Votto has long been one of the kings of plate discipline, and he’s still getting better. Lowrie is quite a surprise, but Jeff Sullivan recently dubbed him as one the league’s most improved players.

Contacters 

I used O-Contact% + Z-Contact% to give more weight to making contact outside of the zone.

  1. Melky Cabrera, LF, Chicago White Sox/Kansas City Royals
  2. DJ LeMahieu, 2B, Colorado Rockies
  3. Joe Panik, 2B, San Francisco Giants

All of these guys are sticking with career norms as contact hitters.

Hackers

Z-Swing% + O-Swing% to see who hacks at everything.

  1. Corey Dickerson, OF, Tampa Bay Rays
  2. Avisail Garcia, RF, Chicago White Sox
  3. Adam Jones, CF, Baltimore Orioles

Dickerson and Garcia opened the season with impressive breakouts that slowly diminished throughout the year.

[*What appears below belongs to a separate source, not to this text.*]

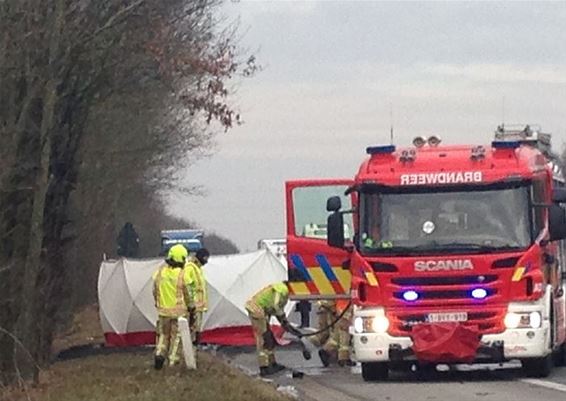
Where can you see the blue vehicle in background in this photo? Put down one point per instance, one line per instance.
(191, 239)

Jones kept doing what he does.

Now, the pitchers:

Contact Managers

Looking at GB%, IFFB%, soft contact rate, and xwOBA allowed.

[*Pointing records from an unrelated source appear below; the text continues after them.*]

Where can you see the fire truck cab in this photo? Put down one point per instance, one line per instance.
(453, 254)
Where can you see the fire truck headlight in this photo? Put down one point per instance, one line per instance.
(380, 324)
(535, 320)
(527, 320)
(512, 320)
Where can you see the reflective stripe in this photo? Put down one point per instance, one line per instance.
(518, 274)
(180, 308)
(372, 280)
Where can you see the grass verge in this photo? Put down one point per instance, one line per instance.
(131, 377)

  1. Dallas Keuchel, SP, Houston Astros
  2. Brad Peacock, SP, Houston Astros
  3. Corey Kluber, SP, Cleveland Indians

Keuchel has established himself as the ground-ball king. Kluber and Peacock are fourth and eighth in K/9, so their inclusion is impressive.

Swing Generators

Z-Swing% + O-Swing%

  1. Masahiro Tanaka, SP, New York Yankees
  2. Madison Bumgarner, SP, San Francisco Giants
  3. Jake Odorizzi, SP, Tampa Bay Rays

Tanaka had a rough season, while Bumgarner did not play much of the season. Odorizzi was quite terrible, posting a 5.34 FIP.

Whiff Generators

Z-Contact% + O-Contact%. Lower is better.

  1. Robbie Ray, SP, Arizona Diamondbacks
  2. Corey Kluber, SP, Cleveland Indians
  3. Max Scherzer, SP, Washington Nationals

These guys are two, four, and three in starter strikeout rate.

Commanders

Lowest walk rates.

  1. Josh Tomlin, SP, Cleveland Indians
  2. Jeff Samardzija, SP, San Francisco Giants
  3. Clayton Kershaw, SP, Los Angeles Dodgers

Tomlin did not pitch well all year, but he quietly posted an incredible 0.89 BB/9.

Off-Speeders

Guys who threw the highest rate of off-speed pitches.

  1. Lance McCullers, SP, Houston Astros
  2. Jordon Montgomery, SP, New York Yankees
  3. Madison Bumgarner, SP, San Francisco Giants

McCullers’ crazy curveball throwing is well known. Montgomery features a lot of curveballs and changeups, while mixing in sliders. Bumgarner throws a heavy dose of sliders, and includes curveballs every so often.

There isn’t much to this. I’m sure there are many categories I could have added. I just wanted to throw out some information that people might be interested in.